The long-running dispute between Rick Olivieri and the Reading Terminal Market management ended late this morning with a settlement that gives Olivieri until Oct. 31 to vacate the space where his family business has been since 1982.

A tearful Olivieri said after the Common Pleas Court hearing that he felt compelled to settle to escape legal fees and penalties totaling more than $700,000.

Olivieri said he would stay in business, adding that he was looking at several spots to relocate Rick's Original Philly Steaks.

Olivieri broke down in tears several times as he spoke with reporters.

"It's not so much for myself, it's my employees, some of them have been with me 20 years," he said. "They're like a family."

A spokesman for the Reading Terminal management, Kevin Feeley, disputed Olivieri's claim that the eviction was retaliation for Olivieri's work as head of the merchants' group.

"It's a convenient story line but that's not the way it happened," said Feeley.

He said the market would begin now looking for someone to replace Olivieri.
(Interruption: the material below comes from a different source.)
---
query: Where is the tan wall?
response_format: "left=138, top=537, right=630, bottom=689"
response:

At one time, management said they were going to bring Tony Luke's to the market.

Luke, however, took himself out of the running until after the legal dispute with Olivieri was resolved.
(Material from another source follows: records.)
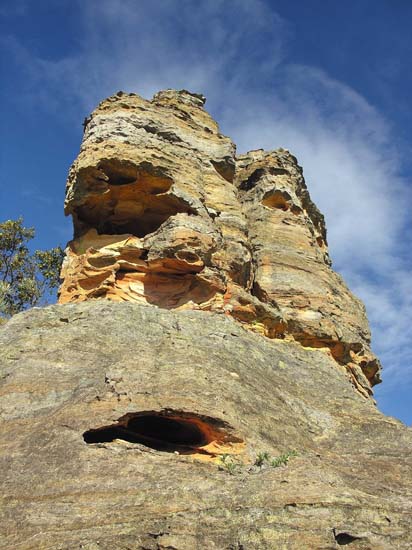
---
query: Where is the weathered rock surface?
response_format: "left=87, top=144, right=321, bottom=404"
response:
left=235, top=150, right=380, bottom=394
left=59, top=89, right=380, bottom=395
left=61, top=89, right=250, bottom=316
left=0, top=302, right=411, bottom=549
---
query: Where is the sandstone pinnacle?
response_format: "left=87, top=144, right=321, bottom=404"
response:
left=60, top=88, right=380, bottom=397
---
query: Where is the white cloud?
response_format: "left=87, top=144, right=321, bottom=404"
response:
left=3, top=0, right=411, bottom=396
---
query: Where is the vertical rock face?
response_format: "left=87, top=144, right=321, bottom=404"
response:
left=235, top=150, right=381, bottom=394
left=59, top=89, right=380, bottom=395
left=61, top=90, right=252, bottom=314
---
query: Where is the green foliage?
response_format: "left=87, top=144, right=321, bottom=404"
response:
left=254, top=450, right=298, bottom=469
left=270, top=450, right=298, bottom=468
left=34, top=248, right=64, bottom=289
left=218, top=454, right=240, bottom=475
left=254, top=451, right=270, bottom=467
left=0, top=217, right=64, bottom=318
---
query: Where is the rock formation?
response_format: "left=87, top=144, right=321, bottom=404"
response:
left=59, top=89, right=380, bottom=397
left=1, top=90, right=411, bottom=550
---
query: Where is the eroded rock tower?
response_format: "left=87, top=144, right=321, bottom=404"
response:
left=59, top=89, right=380, bottom=397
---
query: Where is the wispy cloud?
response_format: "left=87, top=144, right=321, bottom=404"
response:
left=2, top=0, right=288, bottom=116
left=3, top=0, right=411, bottom=397
left=19, top=184, right=56, bottom=206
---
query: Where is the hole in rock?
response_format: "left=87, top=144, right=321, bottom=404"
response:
left=129, top=415, right=207, bottom=446
left=97, top=159, right=138, bottom=186
left=333, top=530, right=362, bottom=546
left=175, top=250, right=200, bottom=264
left=83, top=410, right=244, bottom=459
left=262, top=191, right=289, bottom=210
left=211, top=159, right=235, bottom=183
left=74, top=189, right=195, bottom=238
left=238, top=167, right=289, bottom=192
left=239, top=168, right=265, bottom=191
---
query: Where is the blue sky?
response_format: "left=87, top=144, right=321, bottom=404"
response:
left=1, top=0, right=411, bottom=423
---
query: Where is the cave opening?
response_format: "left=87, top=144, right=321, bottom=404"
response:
left=333, top=530, right=362, bottom=546
left=261, top=189, right=296, bottom=211
left=83, top=410, right=244, bottom=458
left=84, top=413, right=210, bottom=452
left=74, top=193, right=195, bottom=238
left=72, top=160, right=196, bottom=238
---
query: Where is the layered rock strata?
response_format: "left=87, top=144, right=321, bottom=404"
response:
left=59, top=89, right=380, bottom=395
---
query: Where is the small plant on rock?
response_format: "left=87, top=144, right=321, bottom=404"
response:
left=270, top=450, right=298, bottom=468
left=253, top=450, right=298, bottom=469
left=254, top=451, right=270, bottom=467
left=218, top=454, right=240, bottom=475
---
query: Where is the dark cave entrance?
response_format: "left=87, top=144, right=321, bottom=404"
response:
left=82, top=409, right=244, bottom=458
left=83, top=413, right=207, bottom=452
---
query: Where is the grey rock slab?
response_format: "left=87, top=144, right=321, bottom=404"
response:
left=0, top=302, right=411, bottom=549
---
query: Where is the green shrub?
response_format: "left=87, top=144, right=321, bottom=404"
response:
left=0, top=217, right=63, bottom=319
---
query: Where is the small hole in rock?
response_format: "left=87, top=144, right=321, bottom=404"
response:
left=176, top=250, right=200, bottom=264
left=333, top=531, right=361, bottom=545
left=211, top=159, right=235, bottom=183
left=97, top=159, right=137, bottom=186
left=261, top=190, right=291, bottom=211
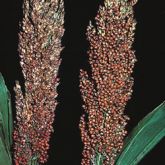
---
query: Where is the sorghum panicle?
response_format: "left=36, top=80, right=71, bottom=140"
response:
left=13, top=0, right=64, bottom=164
left=79, top=0, right=137, bottom=164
The steak shop's lease at Reading Terminal Market expired last July, but Rick's has kept cooking there after filing legal challenges.

This morning, Olivieri, his attorneys and market representatives mett before Judge Mark I. Bernstein.

Attorneys for both sides spent most of the morning shuttling between separate rooms working on the terms of the settlement.

Olivieri earlier this morning had indicated the judge would try steer the parties toward a settlement.

"Hopefully, we can work something out," Olivieri, 43, said.

Last month, the judge ruled that the market had the right to evict Rick's and collect punitive damages for its overstaying the lease.

In February, Bernstein pruned away all but one of Olivieri's original 11 counts. The remaining count concerns whether Olivieri deserves compensation for renovations done after what he said was an oral promise of a new lease.

"I was guaranteed a lease," Olivieri said this morning. "I was told I was getting a lease."

Olivieri, part of the third generation of the South Philadelphia family that claims to have invented the steak sandwich, said Rick's opened in 1982 when "it rained more inside the Reading Terminal Market than it rained outside," so sawdust was scattered on the floor.

He has investigated new locations, in case he does have to leave.

"We're looking," he said, "but it's very difficult to find a place that's not already saturated with cheesesteaks."

He has said that officials at Reading Terminal Market Corp., the nonprofit that operates the historic farmer's market below the old train shed, retaliated against him after years of tough negotiations on a new general lease for the market's 70-plus retailers. Olivieri was then president of the market merchants association.

Market officials have said retaliation had nothing to do with it. They say Olivieri is now a squatter and that they assumed he was not interested in a new lease because he objected to some terms.

The protracted dispute became public early last July when the market announced that Olivieri would be replaced by Tony Luke, a South Philadelphia restaurateur who built a national reputation on roast pork sandwiches.

Seeking to avoid the controversy, Tony Luke bowed out until the fight was settled. Lawsuits were filed and since then an uneasy stalemate has settled over the market floor as both sides waited for trial.